News

September 4, 2025

Fund for Irish Studies at Princeton University presents a Reading by Anne Enright

Princeton University’s Fund for Irish Studies opens its 2025-2026 series with a reading by Anne Enright, one of Ireland’s leading writers, on September 12 at 4:30 p.m. at the James Stewart Film Theater at 185 Nassau Street. The event is free and open to the public; free tickets are required and are available to reserve in advance through University Ticketing [event is currently sold out]. The theater is an accessible venue, and guests in need of access accommodations are invited to contact the Lewis Center at LewisCenter@princeton.edu at least one week prior to the event date.

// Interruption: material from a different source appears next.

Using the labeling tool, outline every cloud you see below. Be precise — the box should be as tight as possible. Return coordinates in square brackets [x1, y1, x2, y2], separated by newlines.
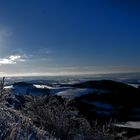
[0, 55, 25, 65]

During her visit to Princeton, Enright will read from her most recent novel, The Wren, The Wren, which won the 2024 Writers’ Prize for Fiction. The New York Times calls the novel “a powerful, thoughtful book by one of the great living writers on the subject of family,” and The Guardian notes The Wren, The Wren is “a supple scrutiny of familial relationships…a meditation on this other way of connecting—or failing to connect—through language.” Enright will also give a preview of Attention: Writing on Life, Art, and the World, her forthcoming essay collection that unites her cultural criticism, literary, and autobiographical writing. Attention will be published in the U.S. by W.W. Norton in April. At the event, books will be available to purchase and to have signed.

Portrait of Anne Enright

Anne Enright. Photo credit: Ruth Connolly

Enright is the author of many essays, one book of nonfiction, two short story collections, and eight novels. She won the 2007 Man Booker Prize for her novel, The Gathering; the 2011 Andrew Carnegie Medal for Fiction for The Forgotten Waltz; and the 2015 Irish Novel of the Year and the Kerry Group Irish Fiction Award for The Green Road. Appointed the first Laureate for Irish Fiction in 2015, she is also the recipient of the Seamus Heaney Award for Arts and Letters, the Irish Book Awards Lifetime Achievement Award, and the Windham Campbell Prize, among others. Enright is a frequent contributor to The New Yorker, The New York Review of Books and The London Review of Books. She is currently Professor of Fiction at University College Dublin.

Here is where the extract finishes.